Before the parking lot got crowded, I headed inside. As I moved along, I noticed cracks on some of the walls. It gave me something to put my interest on. The building wasn't really that old. The offices were still pretty new.

I wandered around for a while, looking for the bathroom. I found it in a deserted hallway, in a dark corner.

Gingerly, I pushed the door. It swung in easily. The light inside was on, easing my nerves a bit. There was a stretch of mirrors in front of the rows of sinks stained by years and years of hard water deposits. Some of cubicle doors were missing. A big Duct Tape High Rulz! was written on the wall.

It had me wondering if they had Advanced Spelling courses here.

None of it bothered me at all, though. At least, it didn't smell in here. I had seen worse in some of the schools I had been to. Somehow, knowing that I was alone made me feel at ease.
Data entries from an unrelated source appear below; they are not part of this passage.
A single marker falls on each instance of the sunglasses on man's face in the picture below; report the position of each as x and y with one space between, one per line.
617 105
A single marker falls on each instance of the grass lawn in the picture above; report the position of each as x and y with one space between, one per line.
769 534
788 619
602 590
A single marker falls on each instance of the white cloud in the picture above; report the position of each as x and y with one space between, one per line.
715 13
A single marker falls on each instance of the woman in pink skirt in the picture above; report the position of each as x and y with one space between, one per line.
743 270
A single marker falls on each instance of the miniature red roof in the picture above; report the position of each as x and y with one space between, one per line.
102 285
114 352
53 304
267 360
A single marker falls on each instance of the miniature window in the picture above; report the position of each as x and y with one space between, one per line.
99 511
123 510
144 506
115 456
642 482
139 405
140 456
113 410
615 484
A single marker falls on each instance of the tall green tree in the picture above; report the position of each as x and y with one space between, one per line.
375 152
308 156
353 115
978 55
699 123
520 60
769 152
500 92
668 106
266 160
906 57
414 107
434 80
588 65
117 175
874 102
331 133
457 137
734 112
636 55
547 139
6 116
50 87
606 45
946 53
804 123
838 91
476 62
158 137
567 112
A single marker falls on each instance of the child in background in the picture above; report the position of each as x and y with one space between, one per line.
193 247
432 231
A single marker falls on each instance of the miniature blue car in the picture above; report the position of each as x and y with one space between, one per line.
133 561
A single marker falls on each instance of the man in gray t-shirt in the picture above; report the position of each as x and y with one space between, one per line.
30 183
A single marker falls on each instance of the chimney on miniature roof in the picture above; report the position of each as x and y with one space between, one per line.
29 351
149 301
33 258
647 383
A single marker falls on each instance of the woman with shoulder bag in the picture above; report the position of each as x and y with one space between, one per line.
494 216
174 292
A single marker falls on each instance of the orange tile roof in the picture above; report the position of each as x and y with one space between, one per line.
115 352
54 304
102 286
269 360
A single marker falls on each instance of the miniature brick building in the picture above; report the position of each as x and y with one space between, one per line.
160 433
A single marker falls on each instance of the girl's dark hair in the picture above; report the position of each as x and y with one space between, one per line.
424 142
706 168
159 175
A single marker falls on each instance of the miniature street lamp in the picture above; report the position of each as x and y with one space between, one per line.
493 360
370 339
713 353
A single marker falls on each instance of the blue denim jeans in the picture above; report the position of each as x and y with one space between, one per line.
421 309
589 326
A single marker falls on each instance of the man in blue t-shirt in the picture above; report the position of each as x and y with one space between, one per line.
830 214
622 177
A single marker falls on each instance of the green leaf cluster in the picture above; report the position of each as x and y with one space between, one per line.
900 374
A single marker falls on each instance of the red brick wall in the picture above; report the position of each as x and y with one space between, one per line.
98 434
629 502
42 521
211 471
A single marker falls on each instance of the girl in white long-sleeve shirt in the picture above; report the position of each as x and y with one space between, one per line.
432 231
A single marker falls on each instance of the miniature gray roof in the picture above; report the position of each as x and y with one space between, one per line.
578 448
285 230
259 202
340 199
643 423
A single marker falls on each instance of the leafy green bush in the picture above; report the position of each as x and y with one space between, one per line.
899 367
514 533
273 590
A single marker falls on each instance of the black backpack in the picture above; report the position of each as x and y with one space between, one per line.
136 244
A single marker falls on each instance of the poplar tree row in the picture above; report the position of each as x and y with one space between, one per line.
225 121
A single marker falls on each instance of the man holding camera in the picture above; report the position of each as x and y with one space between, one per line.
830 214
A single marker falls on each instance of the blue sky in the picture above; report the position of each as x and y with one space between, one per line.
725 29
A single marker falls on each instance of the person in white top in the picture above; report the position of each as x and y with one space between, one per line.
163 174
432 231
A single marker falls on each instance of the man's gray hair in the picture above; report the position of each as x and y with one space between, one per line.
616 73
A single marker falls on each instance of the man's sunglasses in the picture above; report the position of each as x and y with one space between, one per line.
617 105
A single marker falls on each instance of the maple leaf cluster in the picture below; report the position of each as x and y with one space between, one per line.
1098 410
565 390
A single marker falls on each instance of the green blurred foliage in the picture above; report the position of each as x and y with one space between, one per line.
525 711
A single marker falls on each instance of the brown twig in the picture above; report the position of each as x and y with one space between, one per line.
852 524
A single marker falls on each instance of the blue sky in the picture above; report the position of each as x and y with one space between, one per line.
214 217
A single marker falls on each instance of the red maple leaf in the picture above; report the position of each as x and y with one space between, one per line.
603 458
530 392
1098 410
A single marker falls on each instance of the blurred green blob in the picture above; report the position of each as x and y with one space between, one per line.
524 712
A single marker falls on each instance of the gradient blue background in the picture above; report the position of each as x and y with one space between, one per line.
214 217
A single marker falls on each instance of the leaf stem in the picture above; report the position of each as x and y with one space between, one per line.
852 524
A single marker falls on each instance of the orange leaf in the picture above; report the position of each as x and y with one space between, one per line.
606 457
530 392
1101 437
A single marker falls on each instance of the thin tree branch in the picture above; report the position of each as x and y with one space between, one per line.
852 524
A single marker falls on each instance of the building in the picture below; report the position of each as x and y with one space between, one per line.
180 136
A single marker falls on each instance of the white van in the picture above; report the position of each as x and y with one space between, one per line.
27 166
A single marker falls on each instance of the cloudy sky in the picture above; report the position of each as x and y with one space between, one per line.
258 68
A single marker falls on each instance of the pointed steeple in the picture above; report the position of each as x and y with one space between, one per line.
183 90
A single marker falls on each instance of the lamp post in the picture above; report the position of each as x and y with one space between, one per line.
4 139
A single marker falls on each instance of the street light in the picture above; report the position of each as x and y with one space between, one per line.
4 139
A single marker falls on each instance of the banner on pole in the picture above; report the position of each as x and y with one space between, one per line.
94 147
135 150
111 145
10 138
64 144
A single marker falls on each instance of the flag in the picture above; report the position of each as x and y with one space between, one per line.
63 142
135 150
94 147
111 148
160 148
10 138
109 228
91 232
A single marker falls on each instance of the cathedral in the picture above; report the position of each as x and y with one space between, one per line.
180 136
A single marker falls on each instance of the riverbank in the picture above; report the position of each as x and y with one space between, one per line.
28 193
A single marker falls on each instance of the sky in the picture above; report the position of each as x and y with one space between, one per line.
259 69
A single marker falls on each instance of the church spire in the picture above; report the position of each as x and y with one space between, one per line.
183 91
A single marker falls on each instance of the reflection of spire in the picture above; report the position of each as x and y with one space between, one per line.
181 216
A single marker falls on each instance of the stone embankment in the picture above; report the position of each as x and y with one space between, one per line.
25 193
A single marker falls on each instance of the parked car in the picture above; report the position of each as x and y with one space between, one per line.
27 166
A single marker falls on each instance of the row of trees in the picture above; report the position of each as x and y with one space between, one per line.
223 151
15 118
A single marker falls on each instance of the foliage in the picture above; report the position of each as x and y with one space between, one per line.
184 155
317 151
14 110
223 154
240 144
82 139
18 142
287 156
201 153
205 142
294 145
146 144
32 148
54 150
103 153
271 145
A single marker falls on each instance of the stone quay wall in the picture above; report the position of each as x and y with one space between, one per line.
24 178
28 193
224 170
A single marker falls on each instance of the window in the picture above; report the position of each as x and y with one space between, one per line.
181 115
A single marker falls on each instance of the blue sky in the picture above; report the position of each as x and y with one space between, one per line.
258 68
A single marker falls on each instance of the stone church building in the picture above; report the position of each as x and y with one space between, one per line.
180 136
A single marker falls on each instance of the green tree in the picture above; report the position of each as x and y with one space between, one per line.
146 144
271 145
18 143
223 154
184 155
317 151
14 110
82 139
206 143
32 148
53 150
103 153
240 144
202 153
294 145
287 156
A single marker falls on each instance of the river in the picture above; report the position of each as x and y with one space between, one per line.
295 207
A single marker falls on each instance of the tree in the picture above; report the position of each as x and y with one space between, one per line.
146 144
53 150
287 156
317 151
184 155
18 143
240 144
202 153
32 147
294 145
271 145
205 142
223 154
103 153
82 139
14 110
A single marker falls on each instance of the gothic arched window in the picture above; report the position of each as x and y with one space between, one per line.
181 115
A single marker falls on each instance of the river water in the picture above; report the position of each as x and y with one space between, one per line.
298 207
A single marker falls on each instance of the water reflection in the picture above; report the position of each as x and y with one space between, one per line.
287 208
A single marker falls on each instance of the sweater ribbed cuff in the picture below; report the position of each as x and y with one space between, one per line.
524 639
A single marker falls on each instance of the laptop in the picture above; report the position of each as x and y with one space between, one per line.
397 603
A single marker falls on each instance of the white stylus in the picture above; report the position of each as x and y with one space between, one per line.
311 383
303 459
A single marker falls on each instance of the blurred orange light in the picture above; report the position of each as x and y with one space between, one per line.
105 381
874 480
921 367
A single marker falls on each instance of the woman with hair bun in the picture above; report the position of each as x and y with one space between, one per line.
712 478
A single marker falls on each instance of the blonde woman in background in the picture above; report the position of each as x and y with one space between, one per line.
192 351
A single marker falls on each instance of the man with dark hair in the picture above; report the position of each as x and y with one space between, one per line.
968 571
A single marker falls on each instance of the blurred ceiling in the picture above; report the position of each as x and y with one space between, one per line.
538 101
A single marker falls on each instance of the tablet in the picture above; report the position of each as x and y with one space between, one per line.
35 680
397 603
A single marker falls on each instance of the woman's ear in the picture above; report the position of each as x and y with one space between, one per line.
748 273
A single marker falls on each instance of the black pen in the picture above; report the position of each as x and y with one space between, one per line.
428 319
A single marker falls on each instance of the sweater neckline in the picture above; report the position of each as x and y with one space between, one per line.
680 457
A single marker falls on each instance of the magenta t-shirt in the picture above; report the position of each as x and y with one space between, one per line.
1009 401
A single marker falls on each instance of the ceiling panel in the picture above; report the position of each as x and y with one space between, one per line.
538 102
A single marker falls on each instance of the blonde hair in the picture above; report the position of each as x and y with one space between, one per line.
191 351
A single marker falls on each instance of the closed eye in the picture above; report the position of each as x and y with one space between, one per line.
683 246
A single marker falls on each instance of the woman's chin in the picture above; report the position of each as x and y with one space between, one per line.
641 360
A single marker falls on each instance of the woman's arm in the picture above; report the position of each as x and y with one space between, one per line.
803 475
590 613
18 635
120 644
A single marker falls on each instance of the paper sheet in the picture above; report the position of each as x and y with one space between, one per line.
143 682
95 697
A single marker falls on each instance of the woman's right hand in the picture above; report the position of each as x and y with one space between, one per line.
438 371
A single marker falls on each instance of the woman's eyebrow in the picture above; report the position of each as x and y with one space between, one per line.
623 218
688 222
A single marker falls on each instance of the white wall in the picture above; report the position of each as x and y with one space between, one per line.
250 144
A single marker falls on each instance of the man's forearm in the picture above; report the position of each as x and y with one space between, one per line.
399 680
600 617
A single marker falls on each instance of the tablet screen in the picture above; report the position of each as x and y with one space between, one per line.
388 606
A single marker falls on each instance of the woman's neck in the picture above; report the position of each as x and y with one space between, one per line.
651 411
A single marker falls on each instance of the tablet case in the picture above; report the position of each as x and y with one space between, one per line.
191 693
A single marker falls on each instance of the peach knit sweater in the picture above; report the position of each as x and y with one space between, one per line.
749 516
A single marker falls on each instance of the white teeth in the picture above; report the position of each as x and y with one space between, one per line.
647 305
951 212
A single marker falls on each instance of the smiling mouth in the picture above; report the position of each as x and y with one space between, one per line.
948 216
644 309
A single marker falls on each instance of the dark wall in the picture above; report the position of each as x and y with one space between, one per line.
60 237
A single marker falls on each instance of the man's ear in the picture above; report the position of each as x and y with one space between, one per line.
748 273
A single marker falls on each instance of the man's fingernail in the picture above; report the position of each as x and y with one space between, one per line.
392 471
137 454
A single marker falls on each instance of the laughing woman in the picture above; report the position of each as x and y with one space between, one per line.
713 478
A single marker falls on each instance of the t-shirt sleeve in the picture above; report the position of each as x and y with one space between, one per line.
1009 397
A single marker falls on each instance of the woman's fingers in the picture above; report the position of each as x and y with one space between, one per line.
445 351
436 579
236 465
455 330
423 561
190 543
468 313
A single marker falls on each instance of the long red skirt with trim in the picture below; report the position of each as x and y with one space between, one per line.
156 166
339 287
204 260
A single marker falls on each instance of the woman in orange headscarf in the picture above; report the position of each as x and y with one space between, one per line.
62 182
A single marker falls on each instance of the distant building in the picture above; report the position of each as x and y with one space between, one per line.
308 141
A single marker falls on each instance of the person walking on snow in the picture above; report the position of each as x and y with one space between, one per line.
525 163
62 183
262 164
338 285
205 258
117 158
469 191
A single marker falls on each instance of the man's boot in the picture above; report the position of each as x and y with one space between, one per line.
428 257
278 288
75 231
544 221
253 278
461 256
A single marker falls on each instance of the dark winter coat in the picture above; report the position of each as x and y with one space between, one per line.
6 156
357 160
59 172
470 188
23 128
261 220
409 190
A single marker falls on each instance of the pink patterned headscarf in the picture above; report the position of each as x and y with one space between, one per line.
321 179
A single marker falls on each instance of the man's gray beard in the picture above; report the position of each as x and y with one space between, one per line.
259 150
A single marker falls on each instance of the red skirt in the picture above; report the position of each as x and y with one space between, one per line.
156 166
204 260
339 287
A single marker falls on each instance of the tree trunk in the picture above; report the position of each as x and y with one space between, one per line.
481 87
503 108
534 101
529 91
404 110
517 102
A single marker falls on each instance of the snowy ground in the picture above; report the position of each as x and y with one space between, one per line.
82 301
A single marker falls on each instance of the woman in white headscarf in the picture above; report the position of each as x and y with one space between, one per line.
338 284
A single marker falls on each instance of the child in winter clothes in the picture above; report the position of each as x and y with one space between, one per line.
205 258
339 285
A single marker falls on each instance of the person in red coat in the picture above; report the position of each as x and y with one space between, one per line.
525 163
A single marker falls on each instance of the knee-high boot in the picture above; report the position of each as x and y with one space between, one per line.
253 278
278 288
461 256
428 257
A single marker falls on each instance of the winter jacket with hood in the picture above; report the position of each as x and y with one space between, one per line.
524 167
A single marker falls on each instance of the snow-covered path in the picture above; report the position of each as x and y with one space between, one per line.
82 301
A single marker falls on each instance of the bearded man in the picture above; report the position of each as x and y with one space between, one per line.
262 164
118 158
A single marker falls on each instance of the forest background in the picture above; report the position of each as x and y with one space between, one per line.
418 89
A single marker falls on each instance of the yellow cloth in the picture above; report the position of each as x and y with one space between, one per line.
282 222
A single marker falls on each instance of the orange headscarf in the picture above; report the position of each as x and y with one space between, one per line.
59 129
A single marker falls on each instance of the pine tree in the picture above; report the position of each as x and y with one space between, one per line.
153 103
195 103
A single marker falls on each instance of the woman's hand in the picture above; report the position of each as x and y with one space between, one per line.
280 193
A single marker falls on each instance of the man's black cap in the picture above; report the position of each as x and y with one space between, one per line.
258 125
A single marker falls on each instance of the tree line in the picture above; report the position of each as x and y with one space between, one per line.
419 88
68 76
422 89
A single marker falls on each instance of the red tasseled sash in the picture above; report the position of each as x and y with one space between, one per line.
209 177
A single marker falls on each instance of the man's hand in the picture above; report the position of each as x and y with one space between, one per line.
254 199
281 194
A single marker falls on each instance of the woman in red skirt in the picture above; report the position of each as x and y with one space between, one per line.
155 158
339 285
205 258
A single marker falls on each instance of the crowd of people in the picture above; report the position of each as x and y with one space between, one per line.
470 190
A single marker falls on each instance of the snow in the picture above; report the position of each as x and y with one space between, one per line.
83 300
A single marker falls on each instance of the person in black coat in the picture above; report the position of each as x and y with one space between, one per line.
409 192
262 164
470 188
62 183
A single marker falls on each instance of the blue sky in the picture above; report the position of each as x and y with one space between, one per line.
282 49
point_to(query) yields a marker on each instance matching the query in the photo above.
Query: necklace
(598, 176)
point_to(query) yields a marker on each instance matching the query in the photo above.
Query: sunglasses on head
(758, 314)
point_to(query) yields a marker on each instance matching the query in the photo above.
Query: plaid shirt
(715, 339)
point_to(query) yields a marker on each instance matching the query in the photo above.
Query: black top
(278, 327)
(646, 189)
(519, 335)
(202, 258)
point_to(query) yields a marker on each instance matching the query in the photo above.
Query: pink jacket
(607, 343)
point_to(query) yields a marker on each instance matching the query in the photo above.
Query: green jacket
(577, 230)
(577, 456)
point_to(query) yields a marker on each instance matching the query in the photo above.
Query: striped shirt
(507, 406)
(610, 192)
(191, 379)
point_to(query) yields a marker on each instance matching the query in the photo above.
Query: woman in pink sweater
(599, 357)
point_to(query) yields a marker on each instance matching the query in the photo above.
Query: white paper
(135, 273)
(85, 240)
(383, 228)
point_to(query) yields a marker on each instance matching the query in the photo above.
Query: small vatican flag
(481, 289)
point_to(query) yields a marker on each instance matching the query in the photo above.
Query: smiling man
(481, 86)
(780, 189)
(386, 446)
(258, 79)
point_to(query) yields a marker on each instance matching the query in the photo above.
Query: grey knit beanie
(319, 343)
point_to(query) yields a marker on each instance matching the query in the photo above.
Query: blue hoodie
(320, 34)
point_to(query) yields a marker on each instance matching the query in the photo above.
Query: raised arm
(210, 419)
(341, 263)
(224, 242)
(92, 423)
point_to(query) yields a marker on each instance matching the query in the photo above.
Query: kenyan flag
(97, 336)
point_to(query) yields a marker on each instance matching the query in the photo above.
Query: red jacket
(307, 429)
I looked at my blurred reflection in the mirror—the pale, heart-shaped face, the thin lips, the almond-shaped bluish-gray eyes that had always seemed to look back at me with contempt. Shaking my head, I pushed the tangle of brown hair off my chest and over my shoulder. I tried to straighten it with my fingers but, as if it had a mind of its own, it just sprung back to its original bushy self.

Just like that, I had wasted ten precious minutes of my first day of school. As much as I didn't want to start my very exciting day, I wasn't too fond of being called at the principal's office. Or worse, to the guidance counselor's for being late.